Raven returned her attention to her two distinguished visitors.
"General Weisel," she said, still disturbed by how strange her voice sounded, "I am glad to see you are well. I remember..." But she couldn't remember yet, not quite.
"You remember saving my life?" Weisel filled in, offering her a smile. "You stepped in front of a crossbow bolt meant for me. That was valiant. I shall reward you for it."
Raven tilted her head. Crossbow bolt? Yes. That was right. She had seen it from the corner of her eye, falling toward the general.
She reached again toward the place at the base of her neck.

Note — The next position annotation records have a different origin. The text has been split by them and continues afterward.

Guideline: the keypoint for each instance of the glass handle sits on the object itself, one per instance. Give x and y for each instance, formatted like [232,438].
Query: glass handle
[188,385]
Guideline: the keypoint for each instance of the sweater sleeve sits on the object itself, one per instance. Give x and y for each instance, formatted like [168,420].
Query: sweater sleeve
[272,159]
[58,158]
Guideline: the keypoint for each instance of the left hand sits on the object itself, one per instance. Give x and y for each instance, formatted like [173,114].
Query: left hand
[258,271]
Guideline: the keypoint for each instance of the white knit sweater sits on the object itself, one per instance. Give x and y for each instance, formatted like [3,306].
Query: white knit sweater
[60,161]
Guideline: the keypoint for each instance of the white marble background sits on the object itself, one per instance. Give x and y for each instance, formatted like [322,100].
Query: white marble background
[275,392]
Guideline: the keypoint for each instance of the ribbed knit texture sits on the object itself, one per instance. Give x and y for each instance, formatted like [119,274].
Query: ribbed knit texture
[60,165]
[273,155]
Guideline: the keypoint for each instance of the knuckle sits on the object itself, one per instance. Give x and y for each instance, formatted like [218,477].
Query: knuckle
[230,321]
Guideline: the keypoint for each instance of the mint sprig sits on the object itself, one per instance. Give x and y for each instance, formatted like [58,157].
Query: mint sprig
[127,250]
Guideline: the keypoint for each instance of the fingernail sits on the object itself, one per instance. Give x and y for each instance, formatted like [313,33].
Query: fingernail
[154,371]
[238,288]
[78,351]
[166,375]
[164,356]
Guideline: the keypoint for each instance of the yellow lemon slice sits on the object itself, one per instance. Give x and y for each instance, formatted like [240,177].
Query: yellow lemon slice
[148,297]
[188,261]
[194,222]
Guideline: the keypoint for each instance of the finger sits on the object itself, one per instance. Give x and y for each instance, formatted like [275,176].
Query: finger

"There's no wound there, Raven," Weisel said. "That was another body. You'll get used to it. I feel sure you'll develop an appreciation for this new form you're wearing."
"But does that mean...?" she tried to ask, barely able to consider the concept.
"It means," Matokin put in, quietly, "that the body you knew, the physical person you remember as Raven, is no more. But the essence of that being, everything that made her who she was, all of that crucial substance remains. It has been reborn." His dancing eyes settled on her. "You have been resurrected."
Raven started to shake, and then couldn't stop. Her whole body trembled, this new, wonderful but totally alien body. She wasn't herself anymore. She was someone else. Actually she was sharing someone else's body.
Obviously, this was magic. But it was magic of a magnitude that she'd barely suspected. She had traveled through the portals, hurtling across distances in a few steps that would take days to traverse on horseback. And yet, this was even more amazing.